London returned to the Bayreuth Festival numerous times, adding the Dutchman and Wotan to his repertoire. His Senta, Astrid Varnay, had this to say about him: “At rehearsals he was all business, totally immersed in the intellectual, emotional, musical and dramatic demands of whatever he was interpreting, adjusting like a finely calibrated machine to the impulses coming to him from conductors, directors and his colleagues on the stage, plus responding to the impulses of his own noble convictions.”
In 1949 London debuted at the Vienna Opera and in 1951 at the Met, singing Amonasro in Aïda for both opera houses. In New York the critic and composer Virgil Thomson described him as “the greatest singing actor of our times.” London was thirty-one. He sang numerous other roles, the most famous of which was Boris at the Bolshoi Theater in Moscow. London was the first American to sing the role there, in Russian, to great acclaim. The two Boris excerpts included on the accompanying CD passed the frissons test by a wide margin. For mysterious reasons, London’s participation as Wotan in Das Rheingold in the seminal Ring Cycle recorded by Walter Legge on Decca and conducted by Georg Solti is never mentioned in the text.
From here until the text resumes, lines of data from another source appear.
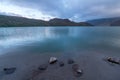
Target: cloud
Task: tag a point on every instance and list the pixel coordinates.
(77, 10)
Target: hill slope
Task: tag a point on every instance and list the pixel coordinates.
(11, 21)
(105, 22)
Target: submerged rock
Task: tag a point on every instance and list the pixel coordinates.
(53, 60)
(71, 61)
(112, 60)
(76, 70)
(9, 70)
(61, 64)
(43, 67)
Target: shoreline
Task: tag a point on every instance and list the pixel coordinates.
(92, 63)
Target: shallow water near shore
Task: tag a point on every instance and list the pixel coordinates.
(59, 39)
(26, 48)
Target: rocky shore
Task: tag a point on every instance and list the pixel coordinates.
(90, 65)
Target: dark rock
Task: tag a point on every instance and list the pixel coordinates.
(112, 60)
(9, 70)
(61, 64)
(43, 67)
(76, 70)
(53, 60)
(71, 61)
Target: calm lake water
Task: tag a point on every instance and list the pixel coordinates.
(57, 39)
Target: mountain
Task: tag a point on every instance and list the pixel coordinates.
(105, 22)
(11, 21)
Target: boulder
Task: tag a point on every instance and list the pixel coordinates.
(53, 60)
(61, 64)
(9, 70)
(43, 67)
(77, 71)
(71, 61)
(112, 60)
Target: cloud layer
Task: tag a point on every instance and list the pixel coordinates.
(77, 10)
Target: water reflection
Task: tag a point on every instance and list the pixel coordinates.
(64, 37)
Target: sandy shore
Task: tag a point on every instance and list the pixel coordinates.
(92, 63)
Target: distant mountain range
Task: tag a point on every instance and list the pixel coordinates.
(105, 22)
(13, 21)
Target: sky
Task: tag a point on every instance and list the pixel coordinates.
(76, 10)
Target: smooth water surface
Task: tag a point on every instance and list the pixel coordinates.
(57, 39)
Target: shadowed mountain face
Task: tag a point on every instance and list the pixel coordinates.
(105, 22)
(11, 21)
In the early sixties, London began having vocal problems. After a throat infection, his right vocal cord stopped functioning effectively. He continued singing, compensating for this loss with his left vocal chord, but eventually the affected chord atrophied and he had to quit. He took jobs as director of the Kennedy Center, the National Opera Institute, and Washington Opera but never sang again.
This delightful and down-to-earth book, despite its poor editing and proofreading, fleshes out the legend that was George London with many amusing and informative anecdotes. I highly recommend it.